Failing to honour the Feminine
I strongly recommend Edward Edinger’s book The Eternal Drama: The Inner Meaning of Greek Mythology (Shambhala, 1994). It is full of thought-provoking explanations and arguments. In recounting the story of Jason and Medea, Edinger notes a recurring theme in Greek mythology: the hero defies death and achieves his quest through the help of a woman whom he promises to marry or honour in some way and whom he subsequently abandons. (The tale of Theseus and Ariadne is another example.) For Edinger, this tendency of the hero to exploit the anima (his intuition) for worldly ends rather than as a means to wholeness is at the root of these stories and ultimately portended the collapse of the Greek world. The hero ends up using his female saviour for his own ends, being too afraid of her power to give her her rightful place. This, according to Edinger, bespeaks a masculine principle that is fundamentally insecure.

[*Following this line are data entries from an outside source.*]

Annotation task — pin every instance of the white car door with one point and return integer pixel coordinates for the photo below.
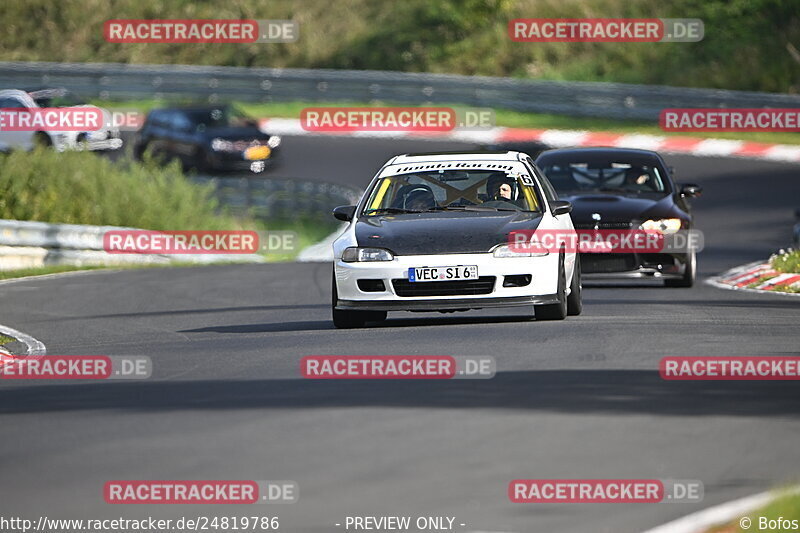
(15, 139)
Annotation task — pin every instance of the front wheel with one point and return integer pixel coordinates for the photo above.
(558, 310)
(575, 298)
(689, 273)
(344, 319)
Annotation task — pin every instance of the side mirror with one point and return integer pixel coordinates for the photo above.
(560, 207)
(344, 212)
(690, 189)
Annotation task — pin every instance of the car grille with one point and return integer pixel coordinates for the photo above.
(596, 263)
(604, 225)
(482, 285)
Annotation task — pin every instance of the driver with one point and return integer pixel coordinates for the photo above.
(504, 192)
(638, 178)
(500, 187)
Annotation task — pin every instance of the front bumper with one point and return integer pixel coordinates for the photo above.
(221, 160)
(541, 289)
(633, 266)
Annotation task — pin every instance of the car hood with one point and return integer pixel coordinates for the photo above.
(445, 232)
(618, 208)
(236, 133)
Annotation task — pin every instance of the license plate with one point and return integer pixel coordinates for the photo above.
(443, 273)
(255, 153)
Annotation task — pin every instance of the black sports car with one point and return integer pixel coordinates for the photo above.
(625, 189)
(207, 138)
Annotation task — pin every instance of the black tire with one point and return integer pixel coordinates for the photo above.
(556, 311)
(42, 140)
(689, 274)
(575, 298)
(345, 319)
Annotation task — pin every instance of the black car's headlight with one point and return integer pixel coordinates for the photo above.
(524, 250)
(358, 255)
(663, 225)
(221, 145)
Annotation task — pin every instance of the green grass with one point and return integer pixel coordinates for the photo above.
(504, 117)
(81, 188)
(444, 36)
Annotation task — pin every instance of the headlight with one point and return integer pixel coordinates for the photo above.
(357, 255)
(664, 225)
(504, 250)
(221, 145)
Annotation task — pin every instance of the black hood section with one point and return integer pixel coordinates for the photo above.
(617, 208)
(236, 133)
(446, 232)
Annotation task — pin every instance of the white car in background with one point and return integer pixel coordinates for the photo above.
(431, 233)
(59, 140)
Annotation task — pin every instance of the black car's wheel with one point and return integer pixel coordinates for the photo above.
(689, 273)
(42, 140)
(575, 298)
(558, 310)
(346, 319)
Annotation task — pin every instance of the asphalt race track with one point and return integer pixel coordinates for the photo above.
(574, 399)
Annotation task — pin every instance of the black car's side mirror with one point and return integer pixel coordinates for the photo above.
(560, 207)
(690, 189)
(344, 212)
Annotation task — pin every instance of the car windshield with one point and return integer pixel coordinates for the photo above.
(469, 190)
(220, 117)
(609, 176)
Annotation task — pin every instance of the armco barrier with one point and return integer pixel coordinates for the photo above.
(211, 84)
(25, 244)
(279, 198)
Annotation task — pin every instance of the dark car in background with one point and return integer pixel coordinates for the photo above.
(206, 138)
(624, 189)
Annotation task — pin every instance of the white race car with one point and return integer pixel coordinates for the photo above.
(103, 139)
(431, 233)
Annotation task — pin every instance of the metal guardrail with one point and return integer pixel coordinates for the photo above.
(26, 244)
(617, 100)
(279, 198)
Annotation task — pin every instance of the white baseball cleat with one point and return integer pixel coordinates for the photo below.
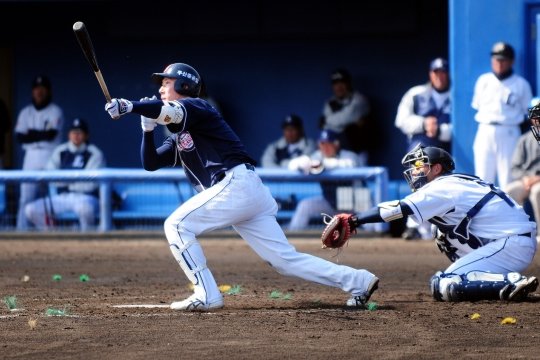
(361, 300)
(192, 303)
(519, 290)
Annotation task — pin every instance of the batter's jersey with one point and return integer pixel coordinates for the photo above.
(50, 117)
(203, 143)
(447, 202)
(501, 102)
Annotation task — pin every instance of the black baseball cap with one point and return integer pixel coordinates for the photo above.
(327, 136)
(41, 80)
(292, 120)
(438, 64)
(79, 124)
(340, 74)
(502, 50)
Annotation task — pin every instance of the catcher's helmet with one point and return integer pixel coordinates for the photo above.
(420, 156)
(188, 80)
(534, 118)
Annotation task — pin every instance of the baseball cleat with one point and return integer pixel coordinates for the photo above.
(192, 303)
(361, 300)
(519, 290)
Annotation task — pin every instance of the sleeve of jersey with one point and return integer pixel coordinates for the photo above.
(428, 202)
(152, 158)
(165, 112)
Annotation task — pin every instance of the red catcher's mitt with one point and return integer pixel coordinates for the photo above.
(338, 230)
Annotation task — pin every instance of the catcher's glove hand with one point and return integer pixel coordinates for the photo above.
(338, 230)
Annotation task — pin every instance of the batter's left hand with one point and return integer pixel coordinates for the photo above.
(118, 107)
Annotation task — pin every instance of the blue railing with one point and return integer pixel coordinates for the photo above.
(376, 176)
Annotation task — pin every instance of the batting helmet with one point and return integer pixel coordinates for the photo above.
(188, 80)
(420, 156)
(534, 118)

‘The masculine could not achieve a balance with the feminine,’ writes Edinger, ‘hence the most that could be done was to exploit the feminine principle and then drop it again. The result was that the anima turned into bitterness. We may find in this an underlying explanation for the eventual fall of the ancient world….Certainly in Hellenistic times we note the development of a pervasive bitterness; a kind of rending sadness seems to run through most of Greek wisdom. Stoicism had an undercurrent of despair, and we see its ultimate expression in Sophocles, who gave vent to this prevalent feeling in Oedipus at Colonus.’ Here Edinger quotes Oedipus’s nihilistic words: “Not to be born is, past all prizing, best; but when a man hath seen the light, this is next by far, that with all speed he should go thither, whence he hath come.” If that is the ultimate wisdom of life, it is a counsel of despair and reason enough for the decline of ancient civilisation.’